The right-wing extremist who killed dozens of teenagers in Norway told police he had originally planned to capture and execute leading Labor Party politicians whom he viewed as traitors, a newspaper reported.
The Norwegian VG tabloid, citing leaked police interrogations with Anders Behring Breivik, reported on Friday that Breivik's aim was to kill former Norwegian Prime Minister Gro Harlem Brundtland, foreign minister Jonas Gahr Stoere or Eskil Pedersen, head of the Labor Party's youth wing.
But only Pedersen was present when the 32-year-old Norwegian arrived July 22 at the Labor Party youth camp after setting off a bomb that killed eight people in Oslo. Pedersen survived Breivik's attack but 69 other people were killed at the Utoya Island camp.

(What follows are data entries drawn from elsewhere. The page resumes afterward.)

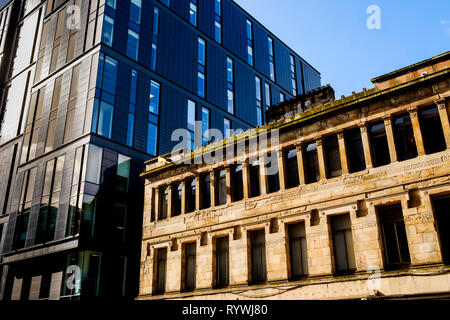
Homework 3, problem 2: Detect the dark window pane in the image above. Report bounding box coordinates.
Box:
[378,204,411,270]
[304,142,320,184]
[184,242,197,291]
[331,214,356,274]
[393,114,417,161]
[231,166,244,201]
[155,248,167,294]
[288,223,308,280]
[323,135,342,178]
[172,183,182,216]
[216,170,227,205]
[419,106,447,154]
[344,128,366,173]
[186,179,196,213]
[433,195,450,265]
[250,230,267,283]
[284,148,300,189]
[249,162,261,197]
[200,173,211,209]
[369,121,391,167]
[216,237,229,287]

The newspaper's account paints a picture of a determined killer who planned the attacks in minute detail and who became even more determined to carry out the massacre at Utoya once he realized that the Oslo building he had bombed didn't collapse.
VG said Breivik's initial plan was to take one of the leading Labor Party officials hostage at Utoya and read a death sentence before carrying out an execution. He had prepared a speech for that, which he later recited to investigators, it said.
Gahr Stoere had visited Utoya the day before, while Brundtland had left the island just hours before Breivik arrived.
VG executives declined to say how the paper obtained the interrogation details. Police, however, released a statement calling it "unfortunate" that classified documents from the investigation had leaked.
It said the documents had been made available to police, defence lawyers and lawyers representing survivors and the families of victims.